Thank you for raising the score and for your constructive suggestion. We’re glad our responses addressed your concerns, and we will place the explanation at the end of Section 2. If you have any additional questions or feedback, please feel free to let us know. Wishing you a wonderful day!
Dear Reviewers,
Thank you for your time and effort in reviewing this manuscript. The authors have submitted their rebuttal, and we would greatly appreciate it if you could review their responses at your earliest convenience.
If you have any further questions or concerns regarding the rebuttal, please don't hesitate to discuss. Thanks for your contribution to NeurIPS 2025.
Best regards, AC
Summary: This paper introduces "Language System", a novel framework that re-frames LLM decoding as a recommender system task, using a lightweight ranker to rerank candidate responses. The method demonstrates strong, efficient performance across diverse tasks (math, code, tool use) with minimal parameter overhead (<0.5M). The authors provided a comprehensive rebuttal, adding cross-domain transfer results to address reviewer concerns.
Pros:
- Fresh, well-motivated recommender-system analogy for LLM output selection.

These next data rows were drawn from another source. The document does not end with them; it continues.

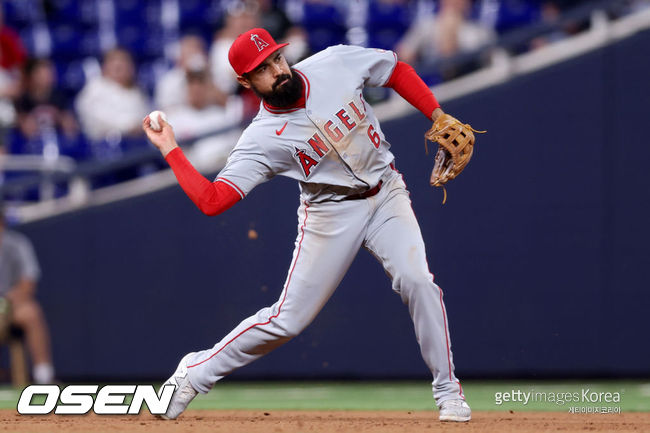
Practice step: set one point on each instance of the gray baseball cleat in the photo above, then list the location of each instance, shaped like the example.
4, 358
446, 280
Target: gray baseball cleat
184, 393
455, 410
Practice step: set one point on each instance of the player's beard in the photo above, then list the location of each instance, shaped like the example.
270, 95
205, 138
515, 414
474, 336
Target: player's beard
284, 95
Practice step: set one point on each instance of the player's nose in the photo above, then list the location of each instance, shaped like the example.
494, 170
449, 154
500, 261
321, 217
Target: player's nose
277, 70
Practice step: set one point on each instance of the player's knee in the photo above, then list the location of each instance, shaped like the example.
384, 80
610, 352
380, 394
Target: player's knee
408, 284
26, 313
290, 327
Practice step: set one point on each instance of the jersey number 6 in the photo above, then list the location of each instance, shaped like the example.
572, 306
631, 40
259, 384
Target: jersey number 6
374, 137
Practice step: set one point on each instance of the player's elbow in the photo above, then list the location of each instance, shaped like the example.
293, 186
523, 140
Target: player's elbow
210, 210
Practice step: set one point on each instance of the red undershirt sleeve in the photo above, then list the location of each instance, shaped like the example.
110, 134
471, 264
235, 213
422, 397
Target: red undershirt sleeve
212, 198
410, 86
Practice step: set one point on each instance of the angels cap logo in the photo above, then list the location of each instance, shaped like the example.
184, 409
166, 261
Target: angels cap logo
259, 42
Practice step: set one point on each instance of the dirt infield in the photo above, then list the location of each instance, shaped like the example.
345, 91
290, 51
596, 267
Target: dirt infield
322, 421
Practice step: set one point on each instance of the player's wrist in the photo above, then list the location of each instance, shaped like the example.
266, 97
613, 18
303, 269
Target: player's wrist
437, 112
166, 150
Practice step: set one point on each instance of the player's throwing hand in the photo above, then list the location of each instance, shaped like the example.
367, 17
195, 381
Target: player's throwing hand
164, 139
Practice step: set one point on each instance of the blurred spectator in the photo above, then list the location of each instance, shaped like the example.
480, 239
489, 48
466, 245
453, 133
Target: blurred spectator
240, 17
551, 14
44, 114
112, 104
171, 89
12, 58
200, 117
19, 273
443, 35
275, 20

- Achieves performance comparable to large reward models with a tiny ranker.
- Comprehensive experiments across multiple domains and model families (LLaMA, Qwen, Gemma) support the claims.
Cons:
- While a theoretical analysis was added, its depth and direct connection to the empirical success remain a point for future work.
- Scaling laws for the ranker itself are not fully explored.
- The comparison, though expanded, could still be more exhaustive against the full spectrum of modern decoding-time optimization techniques, such as some confidence-aware inference scaling methods.
Overall, I like the idea of this paper. However, the paper writing could be further optimized. For example, the abstract should clearly state what key conclusions were drawn from the analogy between LLM decoding and RecSys, which led to the identification of limitations. The introduction should explain how the ranker is optimized, as well as address the generalizability of the ranker.